Trust in institutions – political leaders, the government machinery in general, the business community, civil society, academia and the media – is an intangible, but a vital, element in fostering social cohesion and driving economic prosperity. Edelman, a leading US-based private sector entity, offers some intriguing evidence on cross-country patterns and trends in trust. Such evidence draws on an online survey in 28 countries, 18 years’ worth of data, and a sample size of well over 30,000 respondents. It makes a distinction between the ‘general population’ and the ‘informed public’ who are considered to be better educated and in the top 25 percent of household income per age group in each country.
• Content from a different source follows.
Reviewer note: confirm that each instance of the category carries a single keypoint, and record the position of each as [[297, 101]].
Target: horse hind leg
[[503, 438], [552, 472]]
It is tempting to suggest that trust is high in liberal democracies in the West and low in authoritarian and semi-authoritarian regimes in the non-western world. Yet, the ‘global trust barometer’ provides evidence that militates against such a presumption. If we take two contrasting exemplars – the US as the self-appointed leader of the ‘free world’ and China as the authoritarian upstart flexing its muscle as the next global power – where do they stand in the global trust barometer? The authors are dismayed to report the dramatic rise of China and the equally dramatic decline of the United States. The authors of the report ruefully reflect that ‘the public’s confidence in the traditional structures of American leadership is now fully undermined and has been replaced with a strong sense of fear, uncertainty and disillusionment’.
Based on a scale of 0 -100, the Edelman report offers three categories of respondents, ‘trusters’ with an average score exceeding 50, ‘neutral’ (50-59) and ‘distrusters’ (less than 50). It appears that trust is highest in China among all the nations surveyed (74 points for the general population, 83 for the informed public). At the bottom languishes the United States among the informed public (45 points), while the lack of trust is also prominent among the general population (43 points). While China gained by 27 points relative to last year, the US registered a 37-point fall relative to 2017. It is plausible to argue that the ascendency of the Trump Presidency has played a key role in the changing nature of trust in the United States. Perhaps the average American has become the victim of ‘fake news’.